What’s Next for J.Crew as It Exits Bankruptcy?

Samantha McDonald
·2 mins read

J.Crew Group has emerged from bankruptcy.

The specialty retailer announced today that it has completed its financial restructuring process and equitized more than $1.6 billion of secured debt. As it exits from Chapter 11, Anchorage Capital Group LLC has become its majority owner and — along with GSO Capital Partners LP and Davidson Kempner Capital Management LP — has provided the company with a $400 million term loan to support ongoing operations and future initiatives.

What’s more, J.Crew has access to a new $400 million asset-based lending credit facility, which is due 2025.

“We are immensely pleased to have completed this process swiftly, and we thank our customers, associates, vendors, and new owners for the dedication and support they have given us these past several months,” CEO Jan Singer said in a statement.
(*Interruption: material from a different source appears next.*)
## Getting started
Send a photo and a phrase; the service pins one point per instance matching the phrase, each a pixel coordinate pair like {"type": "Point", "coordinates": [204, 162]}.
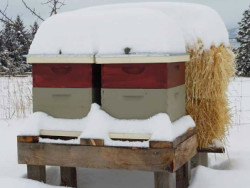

She added, “Looking forward, our strategy is focused on three core pillars: delivering a focused selection of iconic, timeless products; elevating the brand experience to deepen our relationship with customers; and prioritizing frictionless shopping. As a reinvigorated company, we are committed to serving the changing life and style of today’s multifaceted consumer and to delivering long-term, sustainable results.”

Two weeks ago, J.Crew received approval for its second amended restructuring plan in the the United States Bankruptcy Court for the Eastern District of Virginia. According to the chain, the plan received “widespread support” among its stakeholders.

“We are energized by the opportunity ahead for the Madewell brand and ready to continue our momentum as we enter into a new phase of growth,” Madewell CEO Libby Wadle said today. “We will remain focused on maintaining our place as a leader in denim and innovating to create a differentiated shopping experience. We are also continuing to grow our offering of everyday essentials and are well positioned to lead the casualization trend offering our customers clothes they want to wear now.”

In early May, J.Crew became the first major American retailer to go bankrupt amid the coronavirus pandemic. At the time, it said it would use Chapter 11 to restructure its debt, as well as work to reposition its J.Crew and Madewell labels for the long term. (It currently operates 170 J.Crew stores, 142 Madewell outposts and 170 J.Crew Factory locations.)